It's also one person.

Of course it is.   They need to deal with it, though and I think people are correct as to why they are not. 

A woman who dresses inappropriately for the job needs to be told so.  Prosthetics... ok but be reasonable. 

Except that the school board says that they can't "deal with it".  They contend that Ontario law protects this person's right to "express their gender identity" in this manner.

Perhaps they are simply too wokebrained to see any issue with the way this person is acting.  Perhaps they are afraid that if they take any action they'll end up in front of a Human Rights Tribunal writing a big cheque to this person.

Whatever the case, clearly the school board is not able to "deal with it" on their own. Their only action, so far, has been to draft a "safety plan" for this teacher. The Ontario education minister has requested that the college of teachers review their policies.

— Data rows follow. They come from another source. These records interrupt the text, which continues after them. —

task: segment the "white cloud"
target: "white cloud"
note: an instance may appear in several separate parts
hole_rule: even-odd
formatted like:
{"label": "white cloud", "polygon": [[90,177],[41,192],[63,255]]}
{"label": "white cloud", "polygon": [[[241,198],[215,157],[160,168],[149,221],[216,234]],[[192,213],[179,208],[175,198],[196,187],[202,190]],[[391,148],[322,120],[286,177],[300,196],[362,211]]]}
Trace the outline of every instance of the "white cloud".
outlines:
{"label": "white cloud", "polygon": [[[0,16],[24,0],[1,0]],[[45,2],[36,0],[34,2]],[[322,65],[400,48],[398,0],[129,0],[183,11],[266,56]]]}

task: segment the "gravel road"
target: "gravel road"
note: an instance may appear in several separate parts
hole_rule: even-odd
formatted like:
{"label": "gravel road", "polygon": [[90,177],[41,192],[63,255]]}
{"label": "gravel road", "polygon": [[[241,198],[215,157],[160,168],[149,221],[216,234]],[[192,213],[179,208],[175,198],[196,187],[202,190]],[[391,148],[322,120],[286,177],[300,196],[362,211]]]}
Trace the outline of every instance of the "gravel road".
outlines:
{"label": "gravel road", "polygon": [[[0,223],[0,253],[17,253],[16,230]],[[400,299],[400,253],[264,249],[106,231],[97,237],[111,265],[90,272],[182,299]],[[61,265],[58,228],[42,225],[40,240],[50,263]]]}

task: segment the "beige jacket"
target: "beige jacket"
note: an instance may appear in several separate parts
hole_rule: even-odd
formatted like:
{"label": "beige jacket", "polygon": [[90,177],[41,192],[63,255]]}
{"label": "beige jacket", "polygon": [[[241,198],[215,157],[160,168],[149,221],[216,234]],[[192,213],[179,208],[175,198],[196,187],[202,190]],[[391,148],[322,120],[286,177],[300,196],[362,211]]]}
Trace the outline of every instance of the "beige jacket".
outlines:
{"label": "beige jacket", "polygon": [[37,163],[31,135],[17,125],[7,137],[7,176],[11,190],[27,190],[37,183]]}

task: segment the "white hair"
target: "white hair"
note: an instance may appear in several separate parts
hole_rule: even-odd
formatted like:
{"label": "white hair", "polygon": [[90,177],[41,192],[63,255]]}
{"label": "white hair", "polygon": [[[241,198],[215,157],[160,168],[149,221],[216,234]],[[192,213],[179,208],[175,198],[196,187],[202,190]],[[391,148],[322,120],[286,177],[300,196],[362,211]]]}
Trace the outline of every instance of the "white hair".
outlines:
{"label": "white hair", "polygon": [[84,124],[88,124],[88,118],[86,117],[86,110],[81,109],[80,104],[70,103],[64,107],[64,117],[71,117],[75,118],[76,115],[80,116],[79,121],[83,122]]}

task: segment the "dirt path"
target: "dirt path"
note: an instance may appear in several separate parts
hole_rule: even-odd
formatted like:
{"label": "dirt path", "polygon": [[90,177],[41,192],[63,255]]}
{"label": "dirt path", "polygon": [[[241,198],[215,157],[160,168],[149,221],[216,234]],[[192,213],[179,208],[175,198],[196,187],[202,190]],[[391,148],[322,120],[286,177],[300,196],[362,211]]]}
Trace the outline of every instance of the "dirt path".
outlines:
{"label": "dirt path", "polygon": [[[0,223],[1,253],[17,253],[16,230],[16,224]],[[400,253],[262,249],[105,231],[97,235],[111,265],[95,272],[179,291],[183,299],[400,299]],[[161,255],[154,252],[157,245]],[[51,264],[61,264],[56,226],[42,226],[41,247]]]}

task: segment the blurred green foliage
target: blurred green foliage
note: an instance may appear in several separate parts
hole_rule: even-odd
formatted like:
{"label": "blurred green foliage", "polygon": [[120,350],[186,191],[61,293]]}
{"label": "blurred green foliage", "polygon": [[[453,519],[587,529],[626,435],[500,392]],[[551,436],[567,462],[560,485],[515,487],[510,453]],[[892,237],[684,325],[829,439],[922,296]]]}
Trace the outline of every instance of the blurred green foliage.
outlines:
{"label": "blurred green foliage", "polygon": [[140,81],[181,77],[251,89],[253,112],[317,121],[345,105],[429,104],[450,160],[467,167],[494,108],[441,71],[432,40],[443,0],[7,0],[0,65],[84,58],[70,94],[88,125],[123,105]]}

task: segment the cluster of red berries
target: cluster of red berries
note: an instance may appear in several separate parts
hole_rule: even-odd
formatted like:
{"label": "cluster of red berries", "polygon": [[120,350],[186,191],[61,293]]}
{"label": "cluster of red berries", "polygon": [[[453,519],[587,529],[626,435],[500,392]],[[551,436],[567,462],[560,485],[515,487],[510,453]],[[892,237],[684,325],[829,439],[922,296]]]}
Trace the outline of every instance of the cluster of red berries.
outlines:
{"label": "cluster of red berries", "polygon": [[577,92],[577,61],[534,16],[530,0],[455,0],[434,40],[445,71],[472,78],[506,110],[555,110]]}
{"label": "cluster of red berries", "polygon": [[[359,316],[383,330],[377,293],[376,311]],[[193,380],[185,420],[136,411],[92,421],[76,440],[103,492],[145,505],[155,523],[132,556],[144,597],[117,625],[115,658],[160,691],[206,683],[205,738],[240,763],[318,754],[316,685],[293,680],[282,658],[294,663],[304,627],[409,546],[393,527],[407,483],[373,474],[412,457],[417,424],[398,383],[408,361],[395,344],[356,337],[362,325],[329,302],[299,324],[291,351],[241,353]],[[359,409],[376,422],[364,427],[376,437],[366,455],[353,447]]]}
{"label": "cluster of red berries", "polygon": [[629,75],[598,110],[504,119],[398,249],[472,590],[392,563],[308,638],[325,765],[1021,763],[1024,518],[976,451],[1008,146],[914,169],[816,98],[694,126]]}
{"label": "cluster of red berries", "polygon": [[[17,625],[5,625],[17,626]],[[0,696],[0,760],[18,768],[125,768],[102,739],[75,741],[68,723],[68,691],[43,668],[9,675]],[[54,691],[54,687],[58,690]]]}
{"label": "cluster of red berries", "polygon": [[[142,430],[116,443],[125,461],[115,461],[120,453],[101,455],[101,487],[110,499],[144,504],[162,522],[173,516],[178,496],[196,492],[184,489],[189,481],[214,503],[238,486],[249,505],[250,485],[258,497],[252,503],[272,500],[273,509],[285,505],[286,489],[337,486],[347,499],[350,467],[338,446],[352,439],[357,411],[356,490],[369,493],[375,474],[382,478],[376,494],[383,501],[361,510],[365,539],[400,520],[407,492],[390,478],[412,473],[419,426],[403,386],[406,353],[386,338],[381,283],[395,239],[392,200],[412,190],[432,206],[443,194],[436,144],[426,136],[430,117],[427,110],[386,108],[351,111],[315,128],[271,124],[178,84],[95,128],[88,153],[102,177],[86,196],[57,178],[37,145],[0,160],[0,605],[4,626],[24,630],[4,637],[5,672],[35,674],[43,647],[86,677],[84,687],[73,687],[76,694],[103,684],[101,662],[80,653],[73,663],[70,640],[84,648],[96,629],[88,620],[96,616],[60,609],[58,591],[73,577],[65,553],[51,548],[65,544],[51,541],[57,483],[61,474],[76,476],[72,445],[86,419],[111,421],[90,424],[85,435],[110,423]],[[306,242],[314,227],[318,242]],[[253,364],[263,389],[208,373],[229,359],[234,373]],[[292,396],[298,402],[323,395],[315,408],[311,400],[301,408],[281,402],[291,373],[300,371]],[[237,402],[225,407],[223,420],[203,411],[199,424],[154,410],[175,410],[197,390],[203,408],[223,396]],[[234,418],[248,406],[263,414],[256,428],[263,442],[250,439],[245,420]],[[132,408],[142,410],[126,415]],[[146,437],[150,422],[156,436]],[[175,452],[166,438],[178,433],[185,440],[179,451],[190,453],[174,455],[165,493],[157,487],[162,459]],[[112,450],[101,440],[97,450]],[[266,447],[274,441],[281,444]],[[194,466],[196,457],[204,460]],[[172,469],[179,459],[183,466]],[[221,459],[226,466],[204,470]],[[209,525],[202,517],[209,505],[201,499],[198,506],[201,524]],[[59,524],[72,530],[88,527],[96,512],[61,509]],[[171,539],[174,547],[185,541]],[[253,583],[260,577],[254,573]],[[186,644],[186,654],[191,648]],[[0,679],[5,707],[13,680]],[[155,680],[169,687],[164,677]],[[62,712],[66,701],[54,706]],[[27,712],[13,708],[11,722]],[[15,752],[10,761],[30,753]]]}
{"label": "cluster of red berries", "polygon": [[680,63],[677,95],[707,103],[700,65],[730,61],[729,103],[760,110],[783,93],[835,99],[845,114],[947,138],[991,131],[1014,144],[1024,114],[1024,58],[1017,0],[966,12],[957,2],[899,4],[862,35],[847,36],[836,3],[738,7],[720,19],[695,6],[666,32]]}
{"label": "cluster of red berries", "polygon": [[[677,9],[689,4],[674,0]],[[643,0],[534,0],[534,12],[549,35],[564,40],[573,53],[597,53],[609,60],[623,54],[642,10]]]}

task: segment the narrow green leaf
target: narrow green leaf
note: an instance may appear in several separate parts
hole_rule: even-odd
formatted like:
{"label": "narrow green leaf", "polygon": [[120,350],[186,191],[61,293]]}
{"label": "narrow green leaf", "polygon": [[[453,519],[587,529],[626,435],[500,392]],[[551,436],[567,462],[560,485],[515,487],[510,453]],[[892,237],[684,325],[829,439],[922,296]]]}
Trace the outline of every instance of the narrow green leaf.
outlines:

It may be just one person, but these edge cases help illustrate the deficiencies in legislation. If the world were composed entirely of reasonable and well-behaved people, we would hardly need laws at all.  But inevitably circumstances arise that the people who drafted the legislation perhaps didn't anticipate, conflicting rights or priorities that they might not have identified at the time, changing social views, this sort of thing. In the case of this Ontario teacher, or the Wax My Balls Guy of a few years back, I'd suggest that perhaps people put too much stock in the notion that people wouldn't act in bad faith.  "That would never happen", as the activists like to say.

We also get to measure the school board's words against their actions. Their words express their commitment to "a safe, caring, inclusive, equitable and welcoming learning and working environment for all students and staff."  Their actions, however, make clear that the only person they consider a priority is the fetish-gear clad teacher.


This teacher is performing a degrading caricature of women that some people have compared to blackface. I think it's more akin to the dehumanizing portrayals of the Japanese in WW2 propaganda posters. I think that if this teacher were performing such a disgusting portrayal of a racial or ethnic or religious group, he would be at the very least reprimanded and sent home, and quite likely face professional discipline or be fired. It would probably be discussed as a hate incident.  But because women are the target of this abuse, we're told we just have to be considerate of this person's feelings and his right to express his gender feelings.  In fact we risk being accused of spreading hate ourselves in speaking out against this debacle.